In February 2025, the market lost $800 billion in market capitalization before a slight rebound. Bitcoin recovered to more than $86,000 by late that month. The sector has remained in a bear market despite a White House supportive of digital assets.
Investor divestment from spot bitcoin exchange-traded funds (ETFs), which drove much of the rally in 2025, helped to fuel the decline.
U.S. spot bitcoin ETFs demonstrated net withdrawals of $7 billion in November 2025, $2 billion in December 2025, and more than $3 billion in January.
Coinbase’s transaction revenue plummeted to $982.7 million from $1.56 billion a year prior, largely due to the more than 45 percent drop in consumer transaction revenue. The company’s shares climbed 1.2 percent in volatile after-hours trading. They are down nearly 40 percent for the year.
Offsetting some of the pain, subscription and services revenue grew 13.5 percent to $727.4 million, driven by expansion in stablecoin operations. Stablecoin revenue surged to $364.1 million from $225.9 million.
Stablecoins, digital tokens representing traditional assets such as the U.S. dollar or government debt, have been hyped as a modern rail for traditional finance. Coinbase earns revenue from USDC, a stablecoin issued in partnership with New York-based payments technology company Circle. USDC generates interest on the underlying U.S. dollar reserves.

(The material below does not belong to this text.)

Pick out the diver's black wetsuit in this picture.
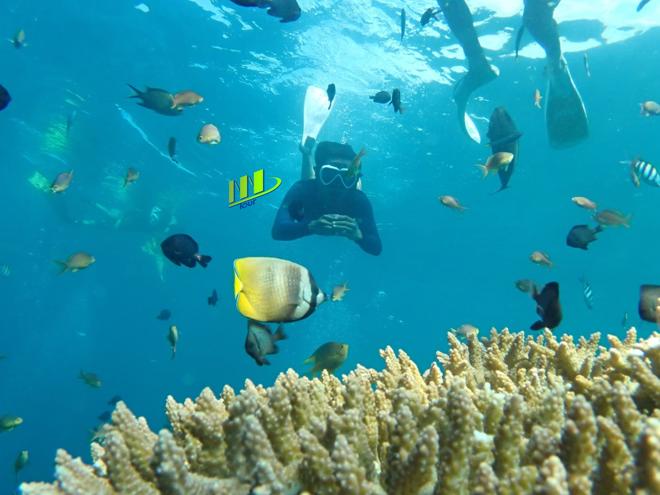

The Trump administration has positioned stablecoins as an alternative to Central Bank Digital Currencies as well as a way to defend dollar supremacy.
The GENIUS Act, previously the Guiding and Establishing National Innovation for U.S. Stablecoins Act, was signed into law by President [Donald] Trump in July 2025 after passing the House 308–222 and the Senate in a bipartisan vote.
The legislation creates a federal framework for stablecoins, requiring 100 percent reserve backing, consumer safeguards, audit standards, and boundaries to prevent rehypothecation.
Coinbase withdrew its support for the Clarity Act, designed to create comprehensive federal rules for digital assets, criticizing restrictions on stablecoin rewards and other provisions. The bill remains delayed.
A White House meeting earlier this month did not resolve disagreements between major U.S. banks and cryptocurrency firms.
Correction: A previous version of this article misstated in the headline the value of the Q4 loss. The Epoch Times regrets the error.